Americans Review Bush Knowledge of 9/11

May 8, 2007

(Angus Reid Global Monitor) - Most people in the United States are certain that their president was not aware the country would be attacked by a terrorist organization in 2001, according to a poll by Rasmussen Reports. 55 per cent of respondents think George W. Bush did not know about the 9/11 attacks in advance, while 22 per cent believe he did.

Al-Qaeda operatives hijacked and crashed four airplanes on Sept. 11, 2001, killing nearly 3,000 people. The 9/11 Commission and a joint congressional inquiry into the attacks described in their report—released on Jul. 22, 2004—how the Central Intelligence Agency (CIA) had received vague warnings of potential attacks throughout 2001. The document states that, as the year began, the CIA started getting "frequent but fragmentary" threat reports. Among other warnings, the intelligence community sent out a March 2001 terror threat advisory about a heightened threat of Sunni extremist attacks against U.S. facilities, personnel and other interests.

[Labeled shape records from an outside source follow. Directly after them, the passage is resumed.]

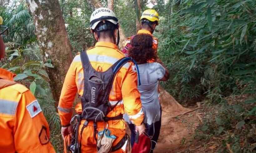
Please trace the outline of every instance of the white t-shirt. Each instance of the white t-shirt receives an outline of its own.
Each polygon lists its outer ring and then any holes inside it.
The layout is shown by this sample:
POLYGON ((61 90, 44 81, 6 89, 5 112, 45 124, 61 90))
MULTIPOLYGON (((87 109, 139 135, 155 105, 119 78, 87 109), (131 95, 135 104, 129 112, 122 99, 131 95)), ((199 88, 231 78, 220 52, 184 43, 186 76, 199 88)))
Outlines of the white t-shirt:
MULTIPOLYGON (((165 75, 165 68, 158 63, 146 63, 138 65, 141 85, 138 86, 140 93, 142 109, 145 114, 144 123, 150 125, 160 118, 160 105, 158 99, 158 80, 165 75)), ((135 67, 134 67, 136 71, 135 67)), ((130 123, 128 116, 124 118, 130 123)))

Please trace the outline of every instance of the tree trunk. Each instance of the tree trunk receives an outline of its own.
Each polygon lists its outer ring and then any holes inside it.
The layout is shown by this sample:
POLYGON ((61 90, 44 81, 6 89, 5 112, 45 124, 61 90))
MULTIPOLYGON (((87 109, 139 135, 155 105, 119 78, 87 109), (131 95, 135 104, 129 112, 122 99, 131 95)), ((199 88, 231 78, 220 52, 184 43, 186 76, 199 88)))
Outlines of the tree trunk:
MULTIPOLYGON (((58 102, 67 71, 73 58, 71 47, 58 0, 27 0, 36 26, 43 60, 51 59, 54 68, 47 72, 52 95, 58 102)), ((57 105, 57 102, 56 104, 57 105)))
POLYGON ((140 29, 140 1, 137 0, 135 2, 137 2, 137 7, 136 9, 136 30, 137 32, 140 29))
POLYGON ((3 6, 4 2, 4 0, 0 0, 0 6, 3 6))
POLYGON ((114 11, 114 0, 108 0, 108 8, 114 11))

On Aug. 6, 2001, a Presidential Daily Briefing titled "Bin Laden Determined to Strike in U.S." mentioned "patterns of suspicious activity in this country consistent with preparations for hijackings or other types of attacks, including recent surveillance of federal buildings in New York."

On May 17, 2002, Bush discussed the situation, saying, "The American people know this about me, and my national security team, and my administration: Had I known that the enemy was going to use airplanes to kill on that fateful morning, I would have done everything in my power to protect the American people."

Last month, French authorities revealed that nine months before the 9/11 attacks, their intelligence department suspected al-Qaeda was planning to hijack airplanes, probably American, and warned the CIA about this. However, the French said that such suspicions were about a possible attack in Europe, not the U.S., and included no information on a multiple hijacking operation. 41 per cent of respondents think the CIA was not aware of the attacks in advance, while 29 per cent think the agency did know they would happen.

CIA spokesman George Little said after the classified information was published in a French newspaper that it "merely repeats what the U.S. government knew and reported before Sept. 11—that al-Qaeda was interested in airliner plots, especially hijackings," and added: "The article does not suggest that U.S. or foreign officials had advance knowledge of the details surrounding the Sept. 11 plot. Had the details been known, the U.S. government would have acted on them."

Polling Data

Did U.S. president George W. Bush know about the 9/11 attacks in advance?

Yes 22%

No 55%

Not sure 22%

Did the Central Intelligence Agency (CIA) know about the 9/11 attacks in advance?

Yes 29%

No 41%

Not sure 30%

Source: Rasmussen Reports

Methodology: Telephone interviews with 800 likely American voters, conducted on Apr. 30 and May 1, 2007. Margin of error is 4.5 per cent.